Road to Remembrance: Australians on the Western Front

DESTRUCTION: Australian troops passing the ruins of Ypres on the way to the front line October 25, 1917. PHOTO: AWM E04612
DESTRUCTION: Australian troops passing the ruins of Ypres on the way to the front line October 25, 1917. PHOTO: AWM E04612

Sergeant Simon Fraser, a farmer from Byaduk in Victoria’s Grampians, was rescuing the wounded in no-man’s-land for three days and nights after the Battle of Fromelles when he heard a voice crying out.

“Don’t forget me cobber.”

This moving image is depicted in a sculpture that recognises the bravery of stretcher bearers who risked their own lives to save others after the disastrous Battle of Fromelles—the first battle involving Australians on the Western Front in July 1916.

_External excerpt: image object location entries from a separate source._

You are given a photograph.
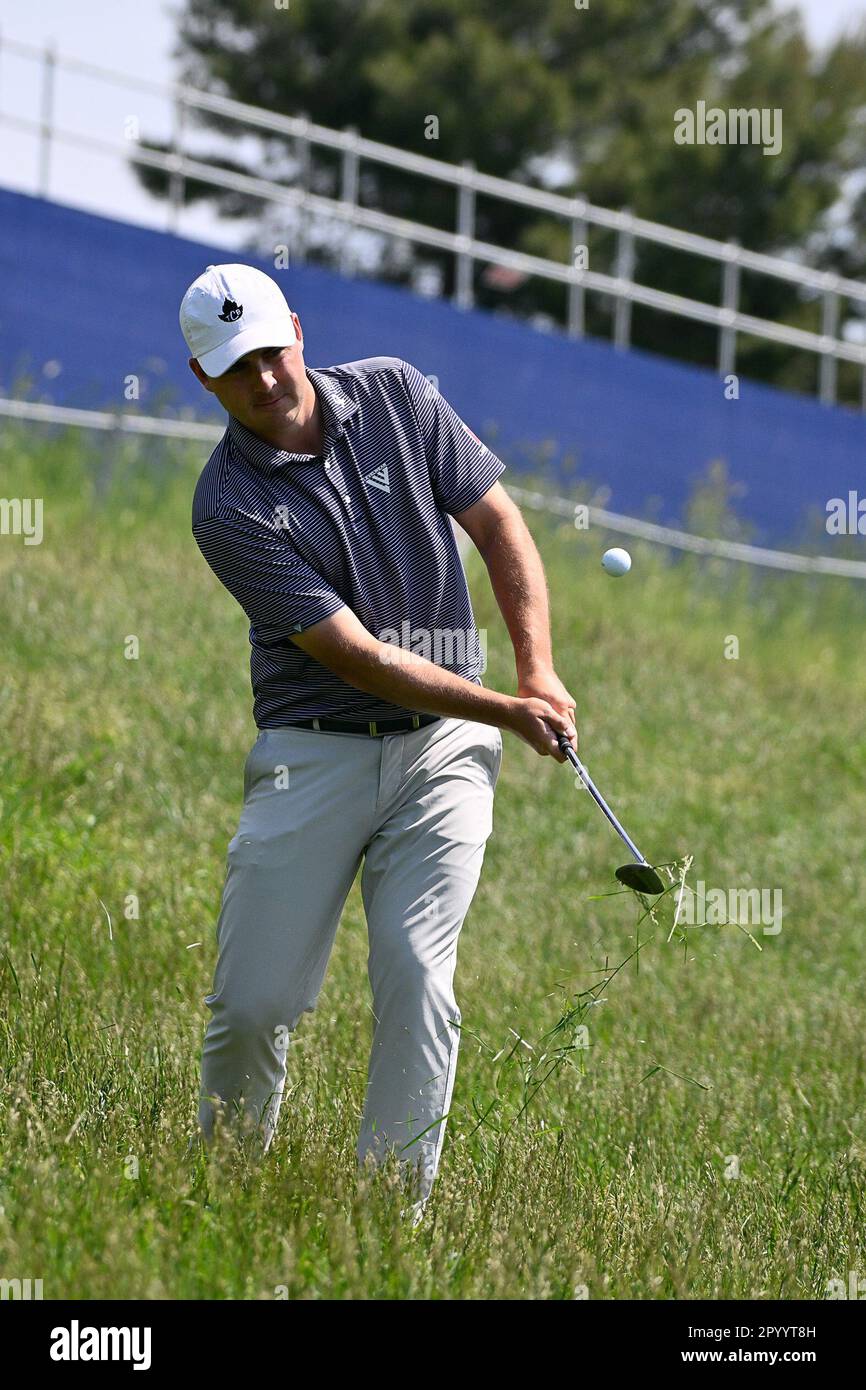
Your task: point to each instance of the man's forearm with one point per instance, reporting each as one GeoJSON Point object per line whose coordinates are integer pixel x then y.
{"type": "Point", "coordinates": [519, 584]}
{"type": "Point", "coordinates": [406, 679]}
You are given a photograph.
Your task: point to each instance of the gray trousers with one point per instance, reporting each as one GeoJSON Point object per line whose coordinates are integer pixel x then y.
{"type": "Point", "coordinates": [417, 808]}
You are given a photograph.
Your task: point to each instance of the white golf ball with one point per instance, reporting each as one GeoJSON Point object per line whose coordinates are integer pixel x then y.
{"type": "Point", "coordinates": [616, 560]}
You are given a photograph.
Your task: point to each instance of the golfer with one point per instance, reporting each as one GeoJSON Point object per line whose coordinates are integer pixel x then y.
{"type": "Point", "coordinates": [324, 510]}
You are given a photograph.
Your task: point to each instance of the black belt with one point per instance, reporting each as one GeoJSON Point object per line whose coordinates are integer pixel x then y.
{"type": "Point", "coordinates": [374, 727]}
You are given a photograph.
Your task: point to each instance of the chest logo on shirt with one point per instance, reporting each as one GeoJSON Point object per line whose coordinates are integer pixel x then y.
{"type": "Point", "coordinates": [378, 478]}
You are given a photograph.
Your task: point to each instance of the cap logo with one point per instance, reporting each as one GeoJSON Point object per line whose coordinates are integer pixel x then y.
{"type": "Point", "coordinates": [231, 312]}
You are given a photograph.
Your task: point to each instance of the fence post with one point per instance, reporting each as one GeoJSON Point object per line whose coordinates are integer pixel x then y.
{"type": "Point", "coordinates": [177, 181]}
{"type": "Point", "coordinates": [349, 184]}
{"type": "Point", "coordinates": [730, 303]}
{"type": "Point", "coordinates": [46, 120]}
{"type": "Point", "coordinates": [466, 230]}
{"type": "Point", "coordinates": [305, 161]}
{"type": "Point", "coordinates": [624, 270]}
{"type": "Point", "coordinates": [576, 288]}
{"type": "Point", "coordinates": [830, 313]}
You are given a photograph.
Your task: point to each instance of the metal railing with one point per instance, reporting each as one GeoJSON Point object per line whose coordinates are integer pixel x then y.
{"type": "Point", "coordinates": [124, 421]}
{"type": "Point", "coordinates": [467, 182]}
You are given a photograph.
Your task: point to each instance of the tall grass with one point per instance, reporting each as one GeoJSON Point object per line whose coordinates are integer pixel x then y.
{"type": "Point", "coordinates": [699, 1129]}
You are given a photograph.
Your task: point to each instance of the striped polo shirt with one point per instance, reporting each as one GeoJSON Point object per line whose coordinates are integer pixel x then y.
{"type": "Point", "coordinates": [364, 524]}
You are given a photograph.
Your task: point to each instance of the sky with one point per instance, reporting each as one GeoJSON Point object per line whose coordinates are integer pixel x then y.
{"type": "Point", "coordinates": [136, 38]}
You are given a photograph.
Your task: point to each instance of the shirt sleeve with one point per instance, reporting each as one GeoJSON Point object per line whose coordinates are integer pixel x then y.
{"type": "Point", "coordinates": [275, 587]}
{"type": "Point", "coordinates": [462, 469]}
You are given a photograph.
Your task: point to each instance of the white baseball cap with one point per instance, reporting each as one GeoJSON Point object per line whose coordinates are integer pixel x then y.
{"type": "Point", "coordinates": [230, 310]}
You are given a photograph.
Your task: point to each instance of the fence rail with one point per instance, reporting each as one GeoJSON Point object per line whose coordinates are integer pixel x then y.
{"type": "Point", "coordinates": [127, 423]}
{"type": "Point", "coordinates": [462, 243]}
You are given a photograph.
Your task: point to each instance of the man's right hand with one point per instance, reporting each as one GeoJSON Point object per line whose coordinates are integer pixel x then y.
{"type": "Point", "coordinates": [535, 722]}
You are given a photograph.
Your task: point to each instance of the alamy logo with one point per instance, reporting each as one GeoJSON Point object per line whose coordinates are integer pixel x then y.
{"type": "Point", "coordinates": [378, 478]}
{"type": "Point", "coordinates": [738, 125]}
{"type": "Point", "coordinates": [75, 1343]}
{"type": "Point", "coordinates": [738, 906]}
{"type": "Point", "coordinates": [21, 1289]}
{"type": "Point", "coordinates": [231, 312]}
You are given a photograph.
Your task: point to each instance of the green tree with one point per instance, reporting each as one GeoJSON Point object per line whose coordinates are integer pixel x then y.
{"type": "Point", "coordinates": [577, 99]}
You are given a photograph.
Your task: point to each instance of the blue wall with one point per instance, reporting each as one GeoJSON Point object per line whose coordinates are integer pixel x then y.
{"type": "Point", "coordinates": [100, 298]}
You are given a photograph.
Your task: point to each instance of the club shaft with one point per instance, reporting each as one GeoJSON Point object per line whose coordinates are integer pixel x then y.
{"type": "Point", "coordinates": [599, 801]}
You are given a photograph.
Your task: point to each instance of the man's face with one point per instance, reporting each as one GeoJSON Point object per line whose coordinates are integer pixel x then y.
{"type": "Point", "coordinates": [266, 389]}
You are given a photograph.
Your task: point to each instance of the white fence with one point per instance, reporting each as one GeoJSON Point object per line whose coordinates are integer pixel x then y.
{"type": "Point", "coordinates": [124, 423]}
{"type": "Point", "coordinates": [466, 184]}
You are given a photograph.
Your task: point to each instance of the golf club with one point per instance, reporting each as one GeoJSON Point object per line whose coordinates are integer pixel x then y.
{"type": "Point", "coordinates": [640, 875]}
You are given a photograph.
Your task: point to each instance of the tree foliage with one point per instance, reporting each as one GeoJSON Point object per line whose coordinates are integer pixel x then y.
{"type": "Point", "coordinates": [577, 99]}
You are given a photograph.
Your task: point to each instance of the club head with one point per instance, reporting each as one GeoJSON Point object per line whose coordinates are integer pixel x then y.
{"type": "Point", "coordinates": [641, 877]}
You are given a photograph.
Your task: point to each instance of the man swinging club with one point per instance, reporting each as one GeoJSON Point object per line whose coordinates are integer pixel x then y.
{"type": "Point", "coordinates": [324, 510]}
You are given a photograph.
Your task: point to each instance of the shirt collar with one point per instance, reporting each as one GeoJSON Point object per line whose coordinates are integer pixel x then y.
{"type": "Point", "coordinates": [337, 410]}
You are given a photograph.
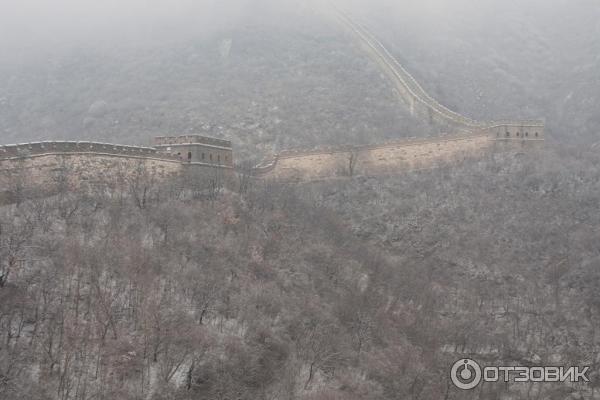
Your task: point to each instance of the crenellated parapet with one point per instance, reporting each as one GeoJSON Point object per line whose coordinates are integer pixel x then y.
{"type": "Point", "coordinates": [37, 149]}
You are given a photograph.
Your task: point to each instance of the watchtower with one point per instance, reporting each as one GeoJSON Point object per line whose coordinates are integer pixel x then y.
{"type": "Point", "coordinates": [196, 149]}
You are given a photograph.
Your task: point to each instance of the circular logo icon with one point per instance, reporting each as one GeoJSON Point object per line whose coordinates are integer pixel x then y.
{"type": "Point", "coordinates": [465, 374]}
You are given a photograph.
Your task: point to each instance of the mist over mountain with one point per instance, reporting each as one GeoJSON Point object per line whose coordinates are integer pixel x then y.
{"type": "Point", "coordinates": [140, 278]}
{"type": "Point", "coordinates": [272, 75]}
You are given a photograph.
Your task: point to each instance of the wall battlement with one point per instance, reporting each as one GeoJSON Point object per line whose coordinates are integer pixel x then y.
{"type": "Point", "coordinates": [420, 103]}
{"type": "Point", "coordinates": [389, 158]}
{"type": "Point", "coordinates": [191, 139]}
{"type": "Point", "coordinates": [25, 150]}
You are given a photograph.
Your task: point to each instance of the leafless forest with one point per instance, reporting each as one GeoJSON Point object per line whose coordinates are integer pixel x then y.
{"type": "Point", "coordinates": [354, 288]}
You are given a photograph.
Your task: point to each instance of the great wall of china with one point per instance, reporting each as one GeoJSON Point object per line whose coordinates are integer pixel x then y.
{"type": "Point", "coordinates": [470, 136]}
{"type": "Point", "coordinates": [169, 156]}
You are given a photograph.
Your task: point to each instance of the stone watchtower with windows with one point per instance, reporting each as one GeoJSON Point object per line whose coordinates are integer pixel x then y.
{"type": "Point", "coordinates": [196, 149]}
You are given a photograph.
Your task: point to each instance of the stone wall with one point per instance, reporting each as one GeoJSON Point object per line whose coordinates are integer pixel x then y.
{"type": "Point", "coordinates": [375, 160]}
{"type": "Point", "coordinates": [419, 102]}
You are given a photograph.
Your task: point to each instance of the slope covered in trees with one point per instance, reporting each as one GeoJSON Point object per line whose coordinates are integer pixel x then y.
{"type": "Point", "coordinates": [358, 288]}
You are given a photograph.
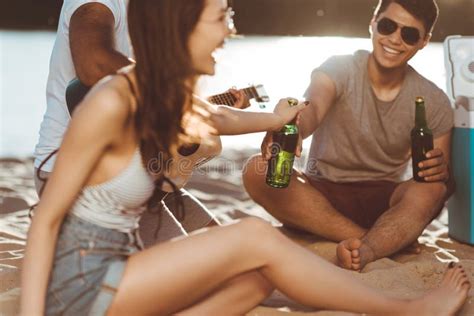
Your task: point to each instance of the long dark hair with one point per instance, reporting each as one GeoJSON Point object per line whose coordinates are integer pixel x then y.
{"type": "Point", "coordinates": [159, 32]}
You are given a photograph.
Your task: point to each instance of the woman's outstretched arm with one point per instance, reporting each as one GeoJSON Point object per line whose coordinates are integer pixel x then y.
{"type": "Point", "coordinates": [93, 128]}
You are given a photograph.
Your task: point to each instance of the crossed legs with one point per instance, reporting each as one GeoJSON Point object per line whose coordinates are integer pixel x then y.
{"type": "Point", "coordinates": [195, 275]}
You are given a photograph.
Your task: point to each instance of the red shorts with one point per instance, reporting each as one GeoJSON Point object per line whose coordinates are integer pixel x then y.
{"type": "Point", "coordinates": [362, 202]}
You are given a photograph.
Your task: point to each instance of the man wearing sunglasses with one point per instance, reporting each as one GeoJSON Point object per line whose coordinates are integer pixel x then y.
{"type": "Point", "coordinates": [355, 190]}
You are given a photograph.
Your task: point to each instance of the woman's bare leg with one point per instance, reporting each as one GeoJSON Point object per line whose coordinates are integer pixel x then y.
{"type": "Point", "coordinates": [177, 275]}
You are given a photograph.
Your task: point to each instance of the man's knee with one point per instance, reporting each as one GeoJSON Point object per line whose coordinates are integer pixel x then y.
{"type": "Point", "coordinates": [430, 197]}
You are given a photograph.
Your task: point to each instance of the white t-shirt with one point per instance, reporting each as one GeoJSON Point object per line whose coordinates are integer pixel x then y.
{"type": "Point", "coordinates": [61, 72]}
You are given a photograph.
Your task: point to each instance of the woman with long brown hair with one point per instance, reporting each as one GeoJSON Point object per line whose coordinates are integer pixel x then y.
{"type": "Point", "coordinates": [82, 254]}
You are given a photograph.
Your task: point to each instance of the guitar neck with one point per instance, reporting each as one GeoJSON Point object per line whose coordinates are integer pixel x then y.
{"type": "Point", "coordinates": [229, 99]}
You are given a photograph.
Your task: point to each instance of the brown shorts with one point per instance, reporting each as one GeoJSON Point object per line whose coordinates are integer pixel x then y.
{"type": "Point", "coordinates": [362, 202]}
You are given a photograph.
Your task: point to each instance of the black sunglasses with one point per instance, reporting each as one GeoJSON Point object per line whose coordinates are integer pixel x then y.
{"type": "Point", "coordinates": [410, 35]}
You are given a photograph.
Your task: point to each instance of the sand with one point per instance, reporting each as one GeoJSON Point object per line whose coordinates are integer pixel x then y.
{"type": "Point", "coordinates": [218, 185]}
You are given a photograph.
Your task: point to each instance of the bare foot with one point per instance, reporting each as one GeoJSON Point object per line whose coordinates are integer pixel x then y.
{"type": "Point", "coordinates": [448, 297]}
{"type": "Point", "coordinates": [353, 254]}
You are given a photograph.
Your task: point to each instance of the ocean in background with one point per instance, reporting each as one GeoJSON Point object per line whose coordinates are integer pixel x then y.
{"type": "Point", "coordinates": [282, 64]}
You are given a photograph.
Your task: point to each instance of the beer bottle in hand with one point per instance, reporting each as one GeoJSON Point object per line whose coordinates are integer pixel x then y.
{"type": "Point", "coordinates": [280, 165]}
{"type": "Point", "coordinates": [421, 138]}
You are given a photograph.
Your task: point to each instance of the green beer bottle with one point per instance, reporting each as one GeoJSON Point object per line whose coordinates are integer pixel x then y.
{"type": "Point", "coordinates": [421, 138]}
{"type": "Point", "coordinates": [280, 165]}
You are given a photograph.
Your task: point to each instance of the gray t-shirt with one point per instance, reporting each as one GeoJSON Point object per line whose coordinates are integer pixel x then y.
{"type": "Point", "coordinates": [364, 139]}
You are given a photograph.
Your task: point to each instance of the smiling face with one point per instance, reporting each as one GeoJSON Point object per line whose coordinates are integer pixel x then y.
{"type": "Point", "coordinates": [390, 51]}
{"type": "Point", "coordinates": [214, 26]}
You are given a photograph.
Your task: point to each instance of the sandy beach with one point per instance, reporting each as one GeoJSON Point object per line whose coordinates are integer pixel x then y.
{"type": "Point", "coordinates": [219, 186]}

The bronze statue entitled ‘Cobbers’ stands in a park in northern France, adjacent to the VC Corner Memorial and Australian Cemetery.

The statue lists the names of 1299 Australians missing at Fromelles and contains the remains of 410 of these men.

Nearby is the Battle of Fromelles Museum and Pheasant Wood Military Cemetery where 250 soldiers, including 219 Australians, were reinterred after their remains were recovered from a mass grave in 2009.

The story of Fromelles – and Simon Fraser – is just one of many told at the sites that make up the Australian Remembrance Trail along the Western Front.

The commemorative trail links new and upgraded museums, battlefield sites, cemeteries and memorials that are important to understanding the Australian experience during the First World War.

An Australian Government initiative established in co-operation with Belgian and French authorities, the 200km trail covers the ground where 295,000 Australians served, 46,000 were killed and 132,000 wounded.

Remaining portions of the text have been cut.